CHAMPAIGN, Ill. -- Illinois sophomore center Meyer Leonard shook his head when he thought back at how he acted as a freshman.

Leonard's first season didn't go as he hoped on the court, and he admitted he often allowed his anger to boil over.

"I got frustrated last year some with myself, some with the coaches," Leonard said on Tuesday. "I would talk back. I was pretty immature to be honest."

It was an immaturity that was spread across the roster, and one of the reasons why the Illini failed to meet expectations last season, according to Illinois junior guard D.J. Richardson. It's also an area Richardson has seen improvement in as Illinois prepares for its trip to Italy in August.

"It can mess up a team," Richardson said of players' negative attitudes. "We had problems throughout the season last year. We had ups and downs.

"I think we have a different type of players. We have more guys who really want to do something with their future, guys who really love basketball. It's a different mentality for everybody. Everybody is on the same page."

The Illini graduated four seniors from last year's team and freshman Jereme Richmond left early to enter the draft. This year's team will include seven newcomers, including six freshmen.

One of the biggest differences Richardson has seen has been the energy during open gyms and practices. Tuesday marked the fourth of 10 practices the Illini will hold before playing in Italy.

"There's a lot of enthusiasm," Richardson said. "We got more energy in practice. People are jumping up and down, bumping chests. Every practice has been competitive. Every day in open gym has been competitive.

"The last couple years it would have taken Deron Williams, Dee Brown to come to our open gym to get the gym excited. It's a whole different environment. We get after each other. Everyone's competing. You see people getting mad and throwing the ball after each game they lose, so you know it's really competitive."
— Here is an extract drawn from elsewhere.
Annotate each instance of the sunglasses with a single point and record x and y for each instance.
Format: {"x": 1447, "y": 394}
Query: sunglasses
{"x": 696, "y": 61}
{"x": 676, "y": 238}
Illinois coach Bruce Weber wouldn't throw last year's group under the bus, but he hoped his current players learned from his past players' mistakes.

"I think this whole group is coachable," Weber said. "I think the other guys ... it was misconstrued they weren't coachable. I think they had limitations. They could only do so much with strength and physicality.

"I think maybe that extra discipline, that extra toughness, that extra work ethic, maybe they learn from the others. I tell them all the time to learn from past experiences, from others' experiences, their failures, so you can have success."

Illinois senior point guard Sam Maniscalco, who transferred from Bradley, felt the team's practices had been positive so far and was optimistic they would stay that way.

"It all comes down to attitude," Maniscalco said. "If you have the right attitude about wanting to be coached, wanting to be better, wanting to reach your potential, and [the coaches] help you on the way, success is on the way."